SoftBank has said it would provide at least $25 billion for the fund in the next five years, while Saudi Arabia's public investment fund pledged to invest up to $45 billion in the same time period. The additional $30 billion would come from outside investors. During a trip to India last week, Son said he was close to securing the remaining funds.

Although Trump claimed credit for the investment, Roger Entner, an analyst at Recon Analytics, argued that much of the $50 billion may have already been destined for U.S. technology companies.

"I think it’s making hay out of something that was there already," said Entner. "In all likelihood, this comes out of the $100 billion fund. Considering the extremely large part that the U.S. has in the high-tech economy, [Son] would have probably invested something in the neighborhood anyway."

Son told reporters at Trump Tower that the funds would be invested into American start-ups. As he spoke, Son brandished a piece of paper with the same figures that Trump had announced. The paper appeared to specify that the investment would be made in the next four years.

The paper also contained the logo of Foxconn, a major supplier for Apple’s iPhones. It was not immediately clear what role Foxconn would play in the deal, but analysts speculated the company could be responsible for the additional $7 billion in investment and 50,000 new jobs listed on the paper. Foxconn could not be reached for comment.

"Seven billion [U.S. dollars] could mean that they’re going to build a factory or multiple factories in the U.S. to assemble phones. We don’t know that, but that would be the speculation," says Entner.


Son holds a paper with details of SoftBank's $50 billion investment, announced Tuesday, Dec. 6. The Washington Post

Trump also tweeted the news Tuesday afternoon.

Softbank owns roughly 80 percent of telecom company Sprint.

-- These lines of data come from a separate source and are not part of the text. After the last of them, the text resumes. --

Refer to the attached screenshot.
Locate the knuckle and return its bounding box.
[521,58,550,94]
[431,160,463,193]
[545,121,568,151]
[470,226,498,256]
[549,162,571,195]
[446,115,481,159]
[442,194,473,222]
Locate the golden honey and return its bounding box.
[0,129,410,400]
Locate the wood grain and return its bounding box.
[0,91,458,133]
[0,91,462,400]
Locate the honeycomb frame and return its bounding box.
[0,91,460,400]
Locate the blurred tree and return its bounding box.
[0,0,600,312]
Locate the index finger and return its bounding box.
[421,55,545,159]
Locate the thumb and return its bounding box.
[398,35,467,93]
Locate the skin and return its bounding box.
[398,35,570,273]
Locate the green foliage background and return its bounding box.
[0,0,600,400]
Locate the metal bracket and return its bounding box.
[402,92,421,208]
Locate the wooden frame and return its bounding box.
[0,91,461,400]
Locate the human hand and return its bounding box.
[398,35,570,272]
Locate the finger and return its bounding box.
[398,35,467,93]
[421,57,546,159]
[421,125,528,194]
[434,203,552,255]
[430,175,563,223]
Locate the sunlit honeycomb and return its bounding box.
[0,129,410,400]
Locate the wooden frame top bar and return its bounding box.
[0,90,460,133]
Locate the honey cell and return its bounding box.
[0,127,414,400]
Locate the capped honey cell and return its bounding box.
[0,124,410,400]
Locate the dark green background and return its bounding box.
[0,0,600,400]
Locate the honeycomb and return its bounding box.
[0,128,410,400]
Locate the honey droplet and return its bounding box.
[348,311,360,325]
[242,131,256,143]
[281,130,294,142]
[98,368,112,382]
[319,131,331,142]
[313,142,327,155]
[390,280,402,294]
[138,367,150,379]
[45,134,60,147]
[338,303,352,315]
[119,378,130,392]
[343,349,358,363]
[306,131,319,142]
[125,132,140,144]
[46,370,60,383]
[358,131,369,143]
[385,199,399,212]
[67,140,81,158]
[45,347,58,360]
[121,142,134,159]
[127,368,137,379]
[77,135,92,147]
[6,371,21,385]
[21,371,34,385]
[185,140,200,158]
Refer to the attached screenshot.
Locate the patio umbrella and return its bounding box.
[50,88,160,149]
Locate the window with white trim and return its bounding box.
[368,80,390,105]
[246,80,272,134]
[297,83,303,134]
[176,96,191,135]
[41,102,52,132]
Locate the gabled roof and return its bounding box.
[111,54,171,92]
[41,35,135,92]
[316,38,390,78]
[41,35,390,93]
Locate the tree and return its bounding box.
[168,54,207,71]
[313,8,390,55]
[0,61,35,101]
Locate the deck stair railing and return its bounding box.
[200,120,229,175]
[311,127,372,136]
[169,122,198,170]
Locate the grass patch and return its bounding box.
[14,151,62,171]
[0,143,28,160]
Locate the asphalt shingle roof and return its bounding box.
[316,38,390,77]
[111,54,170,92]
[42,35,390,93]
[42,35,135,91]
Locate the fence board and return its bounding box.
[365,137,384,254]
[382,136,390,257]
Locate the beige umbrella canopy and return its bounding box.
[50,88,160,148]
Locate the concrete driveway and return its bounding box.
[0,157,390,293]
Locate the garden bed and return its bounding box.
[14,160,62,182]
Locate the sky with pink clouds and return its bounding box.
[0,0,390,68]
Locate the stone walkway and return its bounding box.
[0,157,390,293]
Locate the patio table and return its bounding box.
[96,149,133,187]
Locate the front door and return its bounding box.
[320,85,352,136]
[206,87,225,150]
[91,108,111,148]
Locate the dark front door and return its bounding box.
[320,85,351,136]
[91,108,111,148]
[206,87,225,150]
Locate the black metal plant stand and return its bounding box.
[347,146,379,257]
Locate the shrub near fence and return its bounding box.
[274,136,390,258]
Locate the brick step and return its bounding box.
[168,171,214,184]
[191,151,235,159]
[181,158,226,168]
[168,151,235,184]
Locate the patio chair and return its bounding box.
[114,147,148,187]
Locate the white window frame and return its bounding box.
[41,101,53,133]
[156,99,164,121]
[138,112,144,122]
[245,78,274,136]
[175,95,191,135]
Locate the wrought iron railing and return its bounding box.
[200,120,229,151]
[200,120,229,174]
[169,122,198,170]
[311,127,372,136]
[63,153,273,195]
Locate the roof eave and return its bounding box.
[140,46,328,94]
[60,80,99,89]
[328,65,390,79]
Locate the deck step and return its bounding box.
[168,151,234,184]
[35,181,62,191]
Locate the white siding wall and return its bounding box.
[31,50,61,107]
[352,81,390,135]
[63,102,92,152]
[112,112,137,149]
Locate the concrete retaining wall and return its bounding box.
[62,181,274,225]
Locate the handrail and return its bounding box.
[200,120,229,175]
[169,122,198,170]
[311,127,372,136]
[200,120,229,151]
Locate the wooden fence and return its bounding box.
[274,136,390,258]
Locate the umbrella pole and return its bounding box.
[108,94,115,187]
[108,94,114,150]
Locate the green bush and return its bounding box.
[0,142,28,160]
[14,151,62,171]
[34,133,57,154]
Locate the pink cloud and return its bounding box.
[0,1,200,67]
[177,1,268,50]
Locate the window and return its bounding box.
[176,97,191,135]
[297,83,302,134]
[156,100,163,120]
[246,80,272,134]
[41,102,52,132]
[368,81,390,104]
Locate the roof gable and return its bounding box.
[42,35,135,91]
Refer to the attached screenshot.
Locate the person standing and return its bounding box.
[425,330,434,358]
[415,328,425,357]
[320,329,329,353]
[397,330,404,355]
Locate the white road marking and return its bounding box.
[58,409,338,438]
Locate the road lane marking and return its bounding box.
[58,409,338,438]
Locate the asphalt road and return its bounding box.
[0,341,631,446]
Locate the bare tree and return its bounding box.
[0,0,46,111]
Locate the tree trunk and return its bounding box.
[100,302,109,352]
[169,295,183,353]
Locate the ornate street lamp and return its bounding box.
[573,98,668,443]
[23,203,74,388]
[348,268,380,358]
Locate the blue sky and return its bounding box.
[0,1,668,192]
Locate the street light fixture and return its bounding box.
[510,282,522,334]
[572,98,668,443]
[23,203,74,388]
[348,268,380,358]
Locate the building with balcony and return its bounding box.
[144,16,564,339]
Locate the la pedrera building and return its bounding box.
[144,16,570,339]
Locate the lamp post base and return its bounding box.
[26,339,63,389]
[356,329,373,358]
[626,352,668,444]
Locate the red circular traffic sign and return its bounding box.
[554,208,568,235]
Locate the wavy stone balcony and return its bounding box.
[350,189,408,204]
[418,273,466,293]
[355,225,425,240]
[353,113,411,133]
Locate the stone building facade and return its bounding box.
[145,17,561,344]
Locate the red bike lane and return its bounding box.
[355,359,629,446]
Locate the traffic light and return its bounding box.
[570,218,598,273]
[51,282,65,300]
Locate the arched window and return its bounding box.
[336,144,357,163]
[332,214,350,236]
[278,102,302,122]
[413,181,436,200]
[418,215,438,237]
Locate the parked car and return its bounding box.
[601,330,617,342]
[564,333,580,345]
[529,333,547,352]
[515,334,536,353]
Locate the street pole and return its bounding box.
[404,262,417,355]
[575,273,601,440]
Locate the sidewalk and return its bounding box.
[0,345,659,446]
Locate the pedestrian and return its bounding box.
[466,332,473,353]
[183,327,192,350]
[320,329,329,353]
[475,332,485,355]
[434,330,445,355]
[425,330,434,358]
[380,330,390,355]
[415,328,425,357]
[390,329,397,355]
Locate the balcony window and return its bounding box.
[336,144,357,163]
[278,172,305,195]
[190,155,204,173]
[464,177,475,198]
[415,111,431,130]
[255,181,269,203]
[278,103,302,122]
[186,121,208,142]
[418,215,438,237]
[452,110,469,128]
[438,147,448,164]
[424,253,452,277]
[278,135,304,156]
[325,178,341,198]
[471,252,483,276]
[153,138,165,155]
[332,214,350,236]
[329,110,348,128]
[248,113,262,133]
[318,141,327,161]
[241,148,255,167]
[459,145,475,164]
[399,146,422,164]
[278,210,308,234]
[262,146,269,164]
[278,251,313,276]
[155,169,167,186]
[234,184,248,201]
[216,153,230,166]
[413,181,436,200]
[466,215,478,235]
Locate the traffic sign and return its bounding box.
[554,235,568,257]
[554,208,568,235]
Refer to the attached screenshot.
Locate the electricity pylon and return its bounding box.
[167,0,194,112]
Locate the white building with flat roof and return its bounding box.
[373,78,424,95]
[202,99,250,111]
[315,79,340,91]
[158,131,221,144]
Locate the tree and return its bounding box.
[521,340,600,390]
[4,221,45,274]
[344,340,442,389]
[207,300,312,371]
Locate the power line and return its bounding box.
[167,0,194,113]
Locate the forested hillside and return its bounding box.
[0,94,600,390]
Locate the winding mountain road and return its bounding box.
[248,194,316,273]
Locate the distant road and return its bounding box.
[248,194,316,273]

Following the announcement, shares of Sprint Corp surged nearly 4 percent as of mid-afternoon.

The announcement also raised suppositions that Son might be seeking to curry favor for his U.S. business interests. Sprint and SoftBank abandoned an effort to purchase rival telecom carrier T-Mobile in 2014 after U.S. regulators signaled the deal might violate anti-trust laws. But in August, Bloomberg quoted people familiar with his thinking as saying that Son still held out hope for the merger.

A Trump administration could consider a potential merger between Sprint and T-Mobile differently, analysts said. Speaking from the lobby of the Trump tower, Son said that he wanted to celebrate Trump’s election “because he would do a lot of deregulation.”

Jeff Kagan, an Atlanta-based telecom industry analyst, said Son could be courting Trump to improve the chances of the merger, but he also described Son as an ambitious entrepreneur who was likely looking for further opportunities.

"Maybe he sees there’s a different possibility for a Sprint and T-Mobile partnership. But that’s only one slice of the pie. I don’t think Masayoshi Son is that small of a thinker," said Kagan. "He sees opportunities, based on what we’ve all seen happen in the last few weeks. And he wants to be a player."

A self-made billionaire, Son has earned a reputation as somewhat of a maverick. Since founding SoftBank in 1981, he has built the company into a telecom, internet and financial leviathan with purchases including an early investment in Chinese e-commerce giant Alibaba and the acquisition of the Japanese unit of British mobile phone company Vodafone. SoftBank also led a $1 billion investment round in online lender Social Finance Inc last year.

In November, a meeting between Trump, his daughter Ivanka and the Japanese prime minister Shinzo Abe raised controversy over potential conflicts of interest between a Trump presidency and his businesses. Ivanka has been appointed to take charge of Trump’s businesses during his time in office, which include a chain of international hotels.